Member of the South Carolina Senate from the 41st district
- In office November 14, 2016 – November 11, 2024
- Preceded by: Paul Thurmond
- Succeeded by: Matt Leber

Personal details
- Born: June 27, 1963 (age 63) Orangeburg, South Carolina, US
- Party: Republican
- Spouse: Rande Lane
- Children: 3
- Education: University of South Carolina (JD)
- Website: Campaign website

= Sandy Senn =

American politician (born 1963)

Sandy Senn (born June 27, 1963) is a former member of the South Carolina Senate from the 41st district, serving from 2016 to 2024. She is a member of the Republican Party.

== Political career ==
=== Committees===

Senn chairs the Charleston County Senate Legislative Delegation. She serves on the Senate Corrections and Penology; Judiciary; Labor, Commerce and Industry; Medical Affairs, and Transportation Committees.

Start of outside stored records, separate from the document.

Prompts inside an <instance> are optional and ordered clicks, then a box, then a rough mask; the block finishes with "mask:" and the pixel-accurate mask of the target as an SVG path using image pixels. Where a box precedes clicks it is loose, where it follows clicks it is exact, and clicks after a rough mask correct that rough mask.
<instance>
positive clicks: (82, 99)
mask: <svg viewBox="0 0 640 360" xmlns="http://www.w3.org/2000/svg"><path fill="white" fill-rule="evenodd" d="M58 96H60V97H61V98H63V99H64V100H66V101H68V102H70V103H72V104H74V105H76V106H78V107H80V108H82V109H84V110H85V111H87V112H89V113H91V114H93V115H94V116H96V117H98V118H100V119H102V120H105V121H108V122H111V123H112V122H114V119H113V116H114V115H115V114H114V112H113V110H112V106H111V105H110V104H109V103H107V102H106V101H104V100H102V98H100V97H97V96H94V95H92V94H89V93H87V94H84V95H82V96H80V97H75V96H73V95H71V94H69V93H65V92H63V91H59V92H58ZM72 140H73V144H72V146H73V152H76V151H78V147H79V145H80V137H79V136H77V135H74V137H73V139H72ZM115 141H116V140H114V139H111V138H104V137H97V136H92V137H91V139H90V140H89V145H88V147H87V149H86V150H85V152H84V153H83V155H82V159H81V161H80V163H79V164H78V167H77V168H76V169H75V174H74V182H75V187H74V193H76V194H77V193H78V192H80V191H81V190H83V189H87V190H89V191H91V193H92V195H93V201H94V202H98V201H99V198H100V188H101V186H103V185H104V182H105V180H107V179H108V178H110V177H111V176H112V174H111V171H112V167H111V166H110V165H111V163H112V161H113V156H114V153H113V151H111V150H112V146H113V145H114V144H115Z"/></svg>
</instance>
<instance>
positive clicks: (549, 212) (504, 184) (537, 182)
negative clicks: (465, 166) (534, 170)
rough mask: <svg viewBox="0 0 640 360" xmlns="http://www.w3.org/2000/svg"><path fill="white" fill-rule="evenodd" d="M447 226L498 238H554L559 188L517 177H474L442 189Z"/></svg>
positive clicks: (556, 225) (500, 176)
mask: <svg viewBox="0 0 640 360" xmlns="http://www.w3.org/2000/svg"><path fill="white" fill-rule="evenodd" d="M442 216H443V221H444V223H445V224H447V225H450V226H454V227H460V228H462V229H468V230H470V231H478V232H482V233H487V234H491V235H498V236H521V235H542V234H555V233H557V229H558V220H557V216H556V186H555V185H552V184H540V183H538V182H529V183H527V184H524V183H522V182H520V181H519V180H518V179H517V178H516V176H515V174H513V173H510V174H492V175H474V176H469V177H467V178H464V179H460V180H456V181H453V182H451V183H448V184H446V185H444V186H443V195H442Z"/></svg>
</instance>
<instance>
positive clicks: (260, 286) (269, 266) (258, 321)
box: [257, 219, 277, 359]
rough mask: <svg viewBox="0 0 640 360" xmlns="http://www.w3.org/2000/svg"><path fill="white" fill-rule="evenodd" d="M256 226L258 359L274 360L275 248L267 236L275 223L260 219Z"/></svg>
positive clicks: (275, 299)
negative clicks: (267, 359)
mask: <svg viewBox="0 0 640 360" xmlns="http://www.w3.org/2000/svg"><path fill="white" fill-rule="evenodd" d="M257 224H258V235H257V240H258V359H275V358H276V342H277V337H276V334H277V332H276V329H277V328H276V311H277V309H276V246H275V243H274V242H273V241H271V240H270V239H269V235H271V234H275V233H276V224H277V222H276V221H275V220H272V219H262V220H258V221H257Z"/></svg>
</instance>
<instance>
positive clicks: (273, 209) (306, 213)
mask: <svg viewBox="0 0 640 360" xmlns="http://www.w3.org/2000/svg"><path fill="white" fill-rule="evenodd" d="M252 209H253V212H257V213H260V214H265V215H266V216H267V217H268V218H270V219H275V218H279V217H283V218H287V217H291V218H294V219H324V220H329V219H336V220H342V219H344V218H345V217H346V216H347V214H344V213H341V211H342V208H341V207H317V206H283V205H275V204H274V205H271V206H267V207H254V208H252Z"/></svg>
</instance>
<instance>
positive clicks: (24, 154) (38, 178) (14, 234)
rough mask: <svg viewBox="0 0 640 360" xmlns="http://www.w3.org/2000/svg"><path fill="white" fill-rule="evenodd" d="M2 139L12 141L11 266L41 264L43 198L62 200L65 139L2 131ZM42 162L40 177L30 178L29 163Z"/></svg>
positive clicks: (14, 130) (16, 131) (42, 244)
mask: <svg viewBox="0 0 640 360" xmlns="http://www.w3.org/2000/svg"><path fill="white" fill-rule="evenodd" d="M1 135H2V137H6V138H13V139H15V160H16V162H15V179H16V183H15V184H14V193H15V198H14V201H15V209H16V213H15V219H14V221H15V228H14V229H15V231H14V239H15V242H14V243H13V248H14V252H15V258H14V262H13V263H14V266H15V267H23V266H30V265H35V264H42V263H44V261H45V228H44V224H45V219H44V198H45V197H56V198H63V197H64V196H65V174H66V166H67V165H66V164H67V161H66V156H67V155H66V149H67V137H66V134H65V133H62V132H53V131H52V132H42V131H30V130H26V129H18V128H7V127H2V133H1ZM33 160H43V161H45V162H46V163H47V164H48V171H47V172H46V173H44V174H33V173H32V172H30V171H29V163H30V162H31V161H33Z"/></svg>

Senn also serves on the following Joint Committees: the South Carolina Youth Smoking Prevention Advisory Commission and Palmetto Pride PRT.

=== 2016 Senate race ===

Senn won a runoff in the Republican primary to replace incumbent Paul Thurmond, who did not seek re-election. She won the general election with no Democratic opposition.

=== 2020 Senate race ===

Senn defeated Democratic nominee Sam Skardon in the general election.

=== 2024 Senate race ===

Senn lost the Republican primary to state representative Matt Leber.

== Positions ==
=== Education ===
In 2021, Senn drew criticism from conservatives due to her support for masking schoolchildren. Senn called for a special session to reconsider the state's ban on mask mandates in schools.

=== Elections, Health, Law Enforcement ===
In 2023 and 2024, Senn co-sponsored the following bills, all signed into law by Governor Henry McMaster: a bill to provide for the extension of an election protest filing deadline the State Health Facility Licensure Act; the South Carolina First Responder Line of Duty Death Benefit Fund; and a bill requiring tuberculosis testing in nursing homes.

=== Guns ===
In 2017, Senn voted against constitutional carry, and in 2021, she was the only Republican in either chamber to vote against the Open Carry with Training Act. In 2020, Senn received a 17% rating from the NRA Political Victory Fund, while in 2016, she was one of only a few Republican politicians in the entire United States to receive a 0% NRA rating.

=== Economy===
In 2024, Senn was among legislators pushing for a study committee to review and provide remedies for insurance costs on small businesses.

=== Abortion ===
Senn supports the legalization of abortion. She has stated that the issue surrounding abortion access "[has] been about control" In 2023, she joined with a Democrat, an Independent, and two other Republican women state senators, calling themselves, "The Sister Senators": Sen. Mia McLeod (I-Richland), Sen. Katrina Shealy (R-Lexington), Sen. Penry Gustafson (R-Kershaw), Sen. Margie Bright-Matthews (D-Colleton) and Senn herself. They blocked the passage of a bill that would have banned almost all abortions in South Carolina; with exceptions for rape/incest (first-trimester only) and medical emergencies. Senn, Shealy, and Gustafson were all defeated in their primary elections the following year.

== Awards and recognitions ==
In September 2023, it was announced that Senn and the "Sister Senators" had been selected to receive the John F. Kennedy Profiles in Courage Award, joining prominent recipients such as George H.W. Bush, Barack Obama, Bob Inglis, Nancy Pelosi, John McCain and Gabrielle Giffords. The award was presented in an October 2023 ceremony at the John F. Kennedy Presidential Library.

== Media portrayals ==
In 2024, the documentary entitled Sister Senators, a Lynnwood Pictures and Global Neighborhood project, was announced to be in production. Producers are Emily Harrold and Robin Hessman, co-producer is Rachel Denny. The film is executive produced by Ruth Ann Harnisch and co-executive produced by Ann Lovell. It has been presented at Ji.hlava International Documentary Film Festival.